All Ratings and Reviews for Yizhou Sun
Beware of the demographics of students enrolled. There are a lot of graduate students in this class, who’ve often had 3.8+ GPAs in undergrad. Even the undergrad students tend to geniuses - smarter than your typical UCLA CS students. Many of these students also had prior exposure to data mining and ML - I like to think that the word “introduction” in the course name is misleading, because this class isn’t an introduction for most students who enroll.
First of all, let’s talk about the grade distribution. Looks nice, right? Well, I’ll tell you that it’s misleading, and I took the bait. Why so many A’s? Because of the above kinds of students who enroll in this class, who skew the grade distributions of the exams and project. If you’re not one of those students, then this class is actually challenging (due to the people you have to compete against).
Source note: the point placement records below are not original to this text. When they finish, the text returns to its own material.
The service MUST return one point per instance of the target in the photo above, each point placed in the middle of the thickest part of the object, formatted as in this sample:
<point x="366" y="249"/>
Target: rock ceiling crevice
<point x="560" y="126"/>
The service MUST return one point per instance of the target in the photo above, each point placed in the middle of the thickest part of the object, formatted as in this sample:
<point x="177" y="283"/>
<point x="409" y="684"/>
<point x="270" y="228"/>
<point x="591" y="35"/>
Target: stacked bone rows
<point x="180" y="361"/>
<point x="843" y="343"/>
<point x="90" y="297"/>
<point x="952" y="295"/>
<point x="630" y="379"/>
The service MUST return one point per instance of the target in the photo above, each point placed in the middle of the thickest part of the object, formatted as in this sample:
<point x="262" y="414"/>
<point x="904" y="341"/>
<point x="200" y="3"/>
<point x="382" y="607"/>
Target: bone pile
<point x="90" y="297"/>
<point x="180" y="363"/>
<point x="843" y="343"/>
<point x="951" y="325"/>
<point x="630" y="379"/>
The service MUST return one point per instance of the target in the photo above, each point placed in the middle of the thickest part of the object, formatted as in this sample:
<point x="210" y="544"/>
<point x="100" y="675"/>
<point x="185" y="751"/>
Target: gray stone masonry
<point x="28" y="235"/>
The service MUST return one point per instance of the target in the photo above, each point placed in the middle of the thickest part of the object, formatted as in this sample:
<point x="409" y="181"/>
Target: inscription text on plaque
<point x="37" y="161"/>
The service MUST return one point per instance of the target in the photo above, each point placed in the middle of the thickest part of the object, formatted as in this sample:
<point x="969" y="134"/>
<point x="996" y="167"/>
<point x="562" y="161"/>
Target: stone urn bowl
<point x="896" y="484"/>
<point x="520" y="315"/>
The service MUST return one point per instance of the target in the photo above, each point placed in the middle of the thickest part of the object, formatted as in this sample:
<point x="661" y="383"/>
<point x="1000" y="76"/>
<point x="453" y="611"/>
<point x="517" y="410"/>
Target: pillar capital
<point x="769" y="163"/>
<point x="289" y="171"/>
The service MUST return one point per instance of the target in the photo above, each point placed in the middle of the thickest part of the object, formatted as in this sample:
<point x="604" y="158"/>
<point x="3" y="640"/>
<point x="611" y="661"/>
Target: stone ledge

The content in the class involves a lot of math. If you are thinking of getting into data mining or ML, be prepared for that. I honestly found that I didn’t like this area of CS, which made this class less enjoyable for me. If you’re passionate about it, then go for it, it can certainly make this class feel easier.
The lectures are boring - it’s basically the professor reading through slides full of convoluted math equations, that she’ll breeze through as if everyone understands them. I guess the prof caters to the geniuses in this class.
The assignments and exams themselves were reasonable, if not slightly on the challenging side. What ruined it for me was the people in this class I had to compete with.
In this class, you get six (6) HW assignments. In each assignment, you fill in boilerplate code (typically 10-ish lines), run the program, and write a 2-3 page report answering questions about the topic and about your program results. The top five assignment scores are counted toward your grade. One assignment also has extra credit (in my quarter, it was HW3, the neural network and k-nearest neighbors assignment). The HW can have some inconsistencies - for example, one assignment may require python 2.7 while the next one will require 3.7.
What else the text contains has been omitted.